Uji pendahuluan dilakukan untuk menentukan dosis letal dengan lima taraf
dosis dan satu kontrol. Dosis perlakuan untuk nimfa instar kesatu adalah 0, 75, 150,
300, 400, dan 600 Gy; instar kedua adalah 0, 200, 400, 600, 800, dan 1 000 Gy;
instar ketiga adalah 0, 300, 600, 900, 1 200, dan 1 500 Gy; dan imago betina adalah
0, 400, 800, 1 200, 1 600, dan 2 000 Gy. Uji lanjutan dilakukan terhadap imago
betina setelah mendapatkan hasil dari uji pendahuluan dengan dosis 1 000, 1 200,
1 400, 1 600, 1 800, dan 2 000 Gy. Uji dosis subletal dilakukan karena tingginya
dosis letal yang didapatkan. Uji dosis subletal dilakukan terhadap imago betina
yang memiliki nilai dosis letal tertinggi. Dosis subletal yang digunakan adalah 0,
200, 300, 400, dan 600 Gy. Uji pendahuluan, lanjutan, dan dosis subletal dilakukan
menggunakan rancangan acak lengkap (RAL) dengan empat ulangan masingmasing
menggunakan 50 individu D. lepelleyi hasil perbanyakan di laboratorium.

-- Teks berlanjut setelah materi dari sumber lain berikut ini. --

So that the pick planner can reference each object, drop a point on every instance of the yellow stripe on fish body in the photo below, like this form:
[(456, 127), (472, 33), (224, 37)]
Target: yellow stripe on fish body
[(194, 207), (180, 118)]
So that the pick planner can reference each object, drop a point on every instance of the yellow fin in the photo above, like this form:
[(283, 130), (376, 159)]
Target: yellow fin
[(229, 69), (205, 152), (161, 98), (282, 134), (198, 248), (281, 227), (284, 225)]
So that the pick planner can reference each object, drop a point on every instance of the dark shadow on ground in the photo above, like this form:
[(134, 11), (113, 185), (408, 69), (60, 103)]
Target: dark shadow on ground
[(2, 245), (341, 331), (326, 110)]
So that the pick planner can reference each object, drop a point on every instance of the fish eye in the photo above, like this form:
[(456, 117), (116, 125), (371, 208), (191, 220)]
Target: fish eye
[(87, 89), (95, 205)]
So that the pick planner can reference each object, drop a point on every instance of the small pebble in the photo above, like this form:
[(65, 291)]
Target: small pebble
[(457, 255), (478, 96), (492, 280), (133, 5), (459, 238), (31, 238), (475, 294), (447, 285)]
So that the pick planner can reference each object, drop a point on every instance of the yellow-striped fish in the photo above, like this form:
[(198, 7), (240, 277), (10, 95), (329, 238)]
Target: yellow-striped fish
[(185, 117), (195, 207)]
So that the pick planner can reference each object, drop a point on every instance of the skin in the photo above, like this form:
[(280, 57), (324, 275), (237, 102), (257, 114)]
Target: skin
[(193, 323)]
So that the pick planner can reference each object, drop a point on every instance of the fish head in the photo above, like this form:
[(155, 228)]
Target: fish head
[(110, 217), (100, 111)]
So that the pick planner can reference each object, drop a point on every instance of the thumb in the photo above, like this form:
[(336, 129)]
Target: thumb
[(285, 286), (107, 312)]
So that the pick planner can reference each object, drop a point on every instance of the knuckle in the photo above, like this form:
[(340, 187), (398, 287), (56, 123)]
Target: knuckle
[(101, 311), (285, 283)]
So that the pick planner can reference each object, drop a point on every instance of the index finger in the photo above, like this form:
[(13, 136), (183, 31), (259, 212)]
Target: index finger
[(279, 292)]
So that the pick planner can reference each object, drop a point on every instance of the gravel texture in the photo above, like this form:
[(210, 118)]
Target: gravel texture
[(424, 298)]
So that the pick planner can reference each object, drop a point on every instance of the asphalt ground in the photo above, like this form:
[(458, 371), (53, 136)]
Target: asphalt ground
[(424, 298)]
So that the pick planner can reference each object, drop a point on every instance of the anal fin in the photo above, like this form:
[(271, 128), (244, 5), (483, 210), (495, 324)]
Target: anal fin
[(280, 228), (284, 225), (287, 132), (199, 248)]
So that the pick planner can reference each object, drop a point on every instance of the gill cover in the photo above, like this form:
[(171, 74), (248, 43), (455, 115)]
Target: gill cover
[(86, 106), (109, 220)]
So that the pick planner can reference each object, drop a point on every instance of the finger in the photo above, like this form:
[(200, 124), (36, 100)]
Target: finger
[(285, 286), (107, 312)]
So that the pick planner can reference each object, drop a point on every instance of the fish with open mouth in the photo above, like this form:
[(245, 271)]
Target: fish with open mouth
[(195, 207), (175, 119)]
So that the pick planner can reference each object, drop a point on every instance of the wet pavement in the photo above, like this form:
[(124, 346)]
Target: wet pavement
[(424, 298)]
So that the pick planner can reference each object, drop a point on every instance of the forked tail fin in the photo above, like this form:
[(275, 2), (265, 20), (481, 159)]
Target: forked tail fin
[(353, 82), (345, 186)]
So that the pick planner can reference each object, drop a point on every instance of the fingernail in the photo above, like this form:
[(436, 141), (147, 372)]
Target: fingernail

Tingkat kematian, lama periode perkembangan, sebelum peneluran, peneluran,
sesudah peneluran, jumlah imago betina yang bertelur, dan keperidian D. lepelleyi
diamati setiap hari sampai 70 hari setelah iradiasi.
Uji pengaruh iradiasi sinar gamma terhadap kualitas buah manggis dilakukan
dengan mengamati kualitas fisik dan kimia meliputi susut bobot, tingkat kekerasan
buah, warna kulit dan kelopak buah, kadar padatan terlarut total, asam tertitrasi total,
dan kandungan vitamin C. Sampel buah manggis didapatkan dari Desa Sukajaya,
Jonggol, Jawa Barat. Delapan buah manggis dengan tingkat kematangan tiga
diiradiasi dengan dosis subletal menggunakan RAL dengan empat ulangan.
Kualitas buah kemudian diamati pada indeks kematangan tiga hingga enam.
Data tingkat kematian dianalisis dengan analisis probit. Data efek dari dosis
subletal dan kualitas buah dianalisis menggunakan analisis ragam (ANOVA). Jika
terdapat perbedaan antar perlakuan dilanjutkan dengan uji Tukey pada selang
kepercayaan 95%.
Hasil penelitian mendapatkan nilai LD99 nimfa instar kesatu, kedua, ketiga
dan imago betina D. lepelleyi secara berurutan sebesar 683.07, 1 329.10, 1 942.60
dan 2 231.39 Gy. Imago betina memiliki radiotoleransi tertinggi dibandingkan
dengan fase lainnya. Seluruh dosis subletal yang diaplikasikan dapat menyebabkan
kematian, mencegah perkembangan pradewasa, menggagalkan perkembangan
imago dan menginduksi infertilitas pada serangga dewasa. Kualitas buah manggis
pada tingkat kematangan enam yang diiradiasi pada tingkat kematangan 3
menggunakan dosis subletal tidak menunjukkan adanya perbedaan dibandingkan
dengan kontrol kecuali pada nilai ‘a’ pada karakteristik warna kulit. Dosis efektif
yang dapat disarankan berdasarkan penelitian adalah 200 Gy dan dapat dijadikan
referensi dalam penyusunan prosedur operasi standar untuk perlakuan karantina.